And if you told me to mind my own business, I wouldn't argue back xD The only people I'd force helmets onto are close friends and family, because, you know, they're mine so they don't have the right to do things I think are silly  I study chemical engineering, and we do work on pilot rigs (small-scale chemical plants, e.g. a distillation column 7m high instead of 70m) with lots of safety rules. For example, you should always have three points of contact on a ladder. So my classmates and I pointedly count how many hands and feet are touching when we go up and down them and tell each other off if they're standing there with one foot and one hand in the air xD And if someone takes off their safety hat or goggles, someone else will ram them back onto their head for them.

But the pilot rigs are a bit different xD Not wearing a helmet when riding is a personal choice, whereas we've all signed bits of paper saying we'll obey lab rules, and we also don't want to fail labs for not following proper safety procedures!

I'm not attacking the views of those who don't wear helmets, even if I have reasonably strong feelings in the other direction. I'm just indulging my liking for an engaged discussion and curiosity about different practices. Hope that's okay


----------



## Solon (May 11, 2008)

Good points. What does your job have to do with riding helmets though? I'm the safety officer for our region where I work as a biologist and I still think it's a personal choice. At work you are required to follow certain rules to do your job. Outside of work, the decision still remains up to the individual and thankfully so.

Good discussion. I think it's an important decision for each and every person to make, on their own.

I'm still not sure what magical answer you are looking for as to why people don't wear them. I know that some people they cause migraines, no matter how many different ones they try. I know for others, despite the new advances in the helmet making, they make their head too hot.

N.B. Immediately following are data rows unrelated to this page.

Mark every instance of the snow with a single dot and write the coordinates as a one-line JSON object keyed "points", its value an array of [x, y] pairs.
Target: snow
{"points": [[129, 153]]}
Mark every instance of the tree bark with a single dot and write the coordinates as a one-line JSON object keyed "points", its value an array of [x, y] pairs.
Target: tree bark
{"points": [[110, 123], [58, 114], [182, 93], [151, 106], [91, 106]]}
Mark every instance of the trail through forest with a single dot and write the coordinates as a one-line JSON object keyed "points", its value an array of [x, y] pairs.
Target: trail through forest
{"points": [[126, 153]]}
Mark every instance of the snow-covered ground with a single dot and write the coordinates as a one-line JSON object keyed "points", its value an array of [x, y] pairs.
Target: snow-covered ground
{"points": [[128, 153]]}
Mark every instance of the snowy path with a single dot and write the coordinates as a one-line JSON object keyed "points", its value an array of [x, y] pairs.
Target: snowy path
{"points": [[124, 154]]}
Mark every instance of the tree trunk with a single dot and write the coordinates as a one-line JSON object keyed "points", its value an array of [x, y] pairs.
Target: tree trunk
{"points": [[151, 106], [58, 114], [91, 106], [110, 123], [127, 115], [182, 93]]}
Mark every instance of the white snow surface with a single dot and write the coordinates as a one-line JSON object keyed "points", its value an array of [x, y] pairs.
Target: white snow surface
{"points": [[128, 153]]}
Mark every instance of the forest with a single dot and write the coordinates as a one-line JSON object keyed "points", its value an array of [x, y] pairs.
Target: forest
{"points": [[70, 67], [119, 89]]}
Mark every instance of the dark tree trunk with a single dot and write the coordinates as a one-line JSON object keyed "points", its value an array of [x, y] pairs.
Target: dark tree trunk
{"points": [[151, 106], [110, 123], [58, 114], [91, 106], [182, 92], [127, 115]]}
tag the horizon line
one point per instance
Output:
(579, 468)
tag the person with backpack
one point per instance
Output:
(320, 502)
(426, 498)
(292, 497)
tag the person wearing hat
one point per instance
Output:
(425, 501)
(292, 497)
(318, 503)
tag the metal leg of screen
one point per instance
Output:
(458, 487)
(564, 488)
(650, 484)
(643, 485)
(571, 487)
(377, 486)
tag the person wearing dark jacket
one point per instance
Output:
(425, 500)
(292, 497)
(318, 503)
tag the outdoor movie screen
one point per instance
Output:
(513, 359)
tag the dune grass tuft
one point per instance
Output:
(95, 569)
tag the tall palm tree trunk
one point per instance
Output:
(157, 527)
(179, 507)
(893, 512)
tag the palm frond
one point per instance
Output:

Somehow, I don't think any reason would really be adequate for you though! :wink: There is nothing in the world that can't be argued against. So my thoughts are to leave it to the people themselves to decide what they want to do as each person's life is there own. 

There are some instances where a helmet would save you from a fall and there are some where it wouldn't. There are people out there that choose to wear them and there are people that do not. How does someone not wearing a helmet affect you personally? That's the question I usually ask people who question me about not wearing a helmet.


----------



## claireauriga (Jun 24, 2008)

I know the pain a badly-fitting helmet can cause >< I went trekking, and the one helmet they had that vaguely fitted me (which was odd, because I fit into anything from a 7 1/8 to 7 1/2) pressed right on my temples, giving me an awful headache for most of the ride. I don't own my own yet, but at my stables, I know that number 16 fits me just fine and head straight for that one xD My own hat will be my next investment. 

With regards to the rig safety nonsense, I think I was just trying to convey the joking-about tone we take with safety, while we still do take it seriously. It's not all doom and gloom, after all 

And I do take your point about it not hurting _me_ if another rider doesn't wear a helmet. I suppose I'm a bit of a nag really.


----------



## DashAwayAll (Jul 19, 2008)

Helmet.
Everytime.
You ride my horses you wear a helmet or you don't ride. Otherwise, what people choose is theuir own business, though I do think it should be mandatory for those under 18. Or maybe 21 so the parents won't be stuck with any medical bills by their kids choice.


----------



## Moxie (May 28, 2008)

Dumas'_Grrrl said:


> I'm in the "don't wear a helmet group". I have a question for those of you who do or who might know...What is the difference between a riding helmet and a bike helmet? Sorry if this is seen as a hijack...I just thought it would be a good place to ask.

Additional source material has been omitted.